Una donna, madre di famiglia, è stata arrestata insieme ad altre sue persone (tra cui un cugino) con una terribile accusa: ha obbligato i due figli minorenni a farsi violentare nell'ambito di riti esoterici, tenuti nella casa di famiglia in provincia di Foggia.

Le violenze sarebbero poi avvenute con il tacito consenso del padre che, pur non partecipando ai riti, era consapevole di quanto accadeva e per questo risulta ora indagato.

La ricostruzione della vicenda è raccapricciante, "I due fratellini, - racconta a Reuters Antonio Caricato, dirigente della Squadra Mobile di Foggia - di 8 e 12 anni, hanno confermato quanto riferito dalle persone informate su ciò che accadeva nella loro casa e hanno raccontato di esser stati violentati da diversi uomini, alla presenza della loro madre, nel corso di riti esoterici",.

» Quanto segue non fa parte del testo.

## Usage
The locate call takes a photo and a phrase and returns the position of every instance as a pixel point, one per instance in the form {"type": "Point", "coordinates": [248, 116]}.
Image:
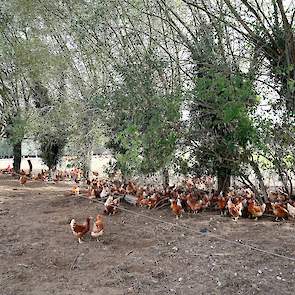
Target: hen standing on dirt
{"type": "Point", "coordinates": [80, 230]}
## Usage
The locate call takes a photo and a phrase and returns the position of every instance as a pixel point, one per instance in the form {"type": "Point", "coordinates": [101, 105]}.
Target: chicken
{"type": "Point", "coordinates": [98, 227]}
{"type": "Point", "coordinates": [75, 190]}
{"type": "Point", "coordinates": [279, 211]}
{"type": "Point", "coordinates": [142, 201]}
{"type": "Point", "coordinates": [111, 205]}
{"type": "Point", "coordinates": [235, 210]}
{"type": "Point", "coordinates": [255, 210]}
{"type": "Point", "coordinates": [80, 230]}
{"type": "Point", "coordinates": [23, 179]}
{"type": "Point", "coordinates": [193, 204]}
{"type": "Point", "coordinates": [104, 193]}
{"type": "Point", "coordinates": [291, 210]}
{"type": "Point", "coordinates": [153, 200]}
{"type": "Point", "coordinates": [221, 203]}
{"type": "Point", "coordinates": [206, 202]}
{"type": "Point", "coordinates": [176, 207]}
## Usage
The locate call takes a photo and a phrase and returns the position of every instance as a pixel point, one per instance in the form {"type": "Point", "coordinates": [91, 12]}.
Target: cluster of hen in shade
{"type": "Point", "coordinates": [192, 196]}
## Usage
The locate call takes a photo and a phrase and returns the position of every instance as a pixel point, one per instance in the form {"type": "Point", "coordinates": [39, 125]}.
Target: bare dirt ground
{"type": "Point", "coordinates": [39, 255]}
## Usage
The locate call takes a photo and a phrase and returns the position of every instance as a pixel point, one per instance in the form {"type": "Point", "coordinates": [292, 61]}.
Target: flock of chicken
{"type": "Point", "coordinates": [188, 197]}
{"type": "Point", "coordinates": [192, 196]}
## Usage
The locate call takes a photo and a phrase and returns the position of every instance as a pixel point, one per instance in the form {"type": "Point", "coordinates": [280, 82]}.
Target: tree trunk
{"type": "Point", "coordinates": [223, 179]}
{"type": "Point", "coordinates": [260, 178]}
{"type": "Point", "coordinates": [17, 156]}
{"type": "Point", "coordinates": [165, 174]}
{"type": "Point", "coordinates": [31, 166]}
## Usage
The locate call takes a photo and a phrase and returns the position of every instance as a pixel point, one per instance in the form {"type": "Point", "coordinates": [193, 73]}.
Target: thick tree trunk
{"type": "Point", "coordinates": [17, 156]}
{"type": "Point", "coordinates": [223, 179]}
{"type": "Point", "coordinates": [260, 178]}
{"type": "Point", "coordinates": [31, 166]}
{"type": "Point", "coordinates": [165, 174]}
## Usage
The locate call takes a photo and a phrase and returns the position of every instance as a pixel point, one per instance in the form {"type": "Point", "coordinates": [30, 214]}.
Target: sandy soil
{"type": "Point", "coordinates": [137, 255]}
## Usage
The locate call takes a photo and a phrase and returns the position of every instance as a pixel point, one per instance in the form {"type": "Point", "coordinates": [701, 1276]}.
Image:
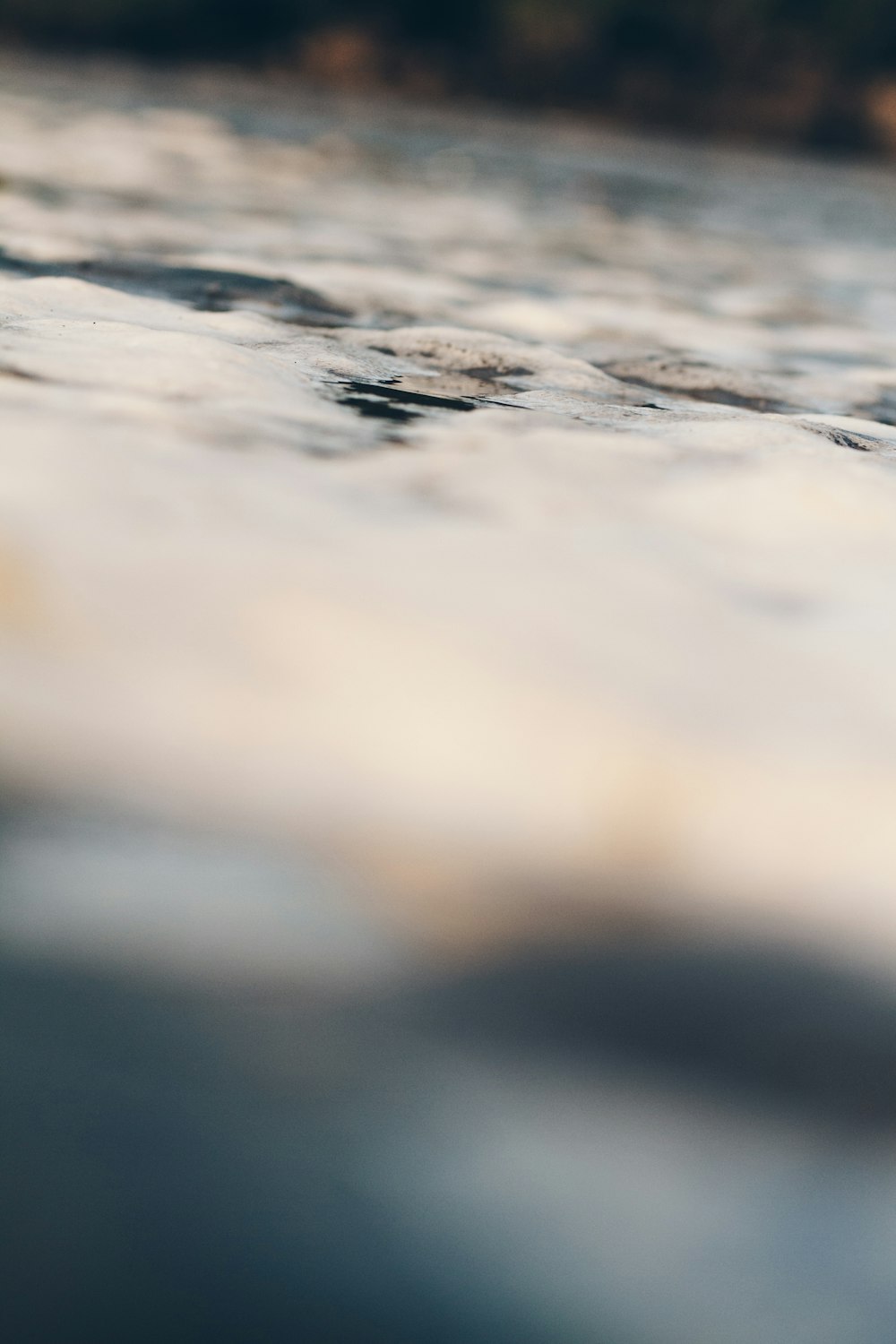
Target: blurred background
{"type": "Point", "coordinates": [812, 73]}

Inoltre, hanno poi raccontato che talvolta i riti avvenivano nella loro abitazione; i due fratellini venivano fatti distendere sul letto circondato da candele, intorno a loro tante persone che recitavano parole e frasi incomprensibili. La ricompensa per i due bambini era di 1-2 euro mentre per la mamma 100 euro.
La donna, che si prostituiva anch'essa e addescava per strada i clienti (spesso anche minorenni), dovrà rispondere alle accuse di induzione, agevolazione e sfruttamento della prostituzione di minori.

La polizia ha scoperto la violenta realtà mediante una segnalazione dei servizi sociali, che già da due anni avevano provveduto ad allontanare i fratellini dalla famiglia che viveva a Basso Tavoliere, affidandoli ad una comunità protetta dove vivono tuttora.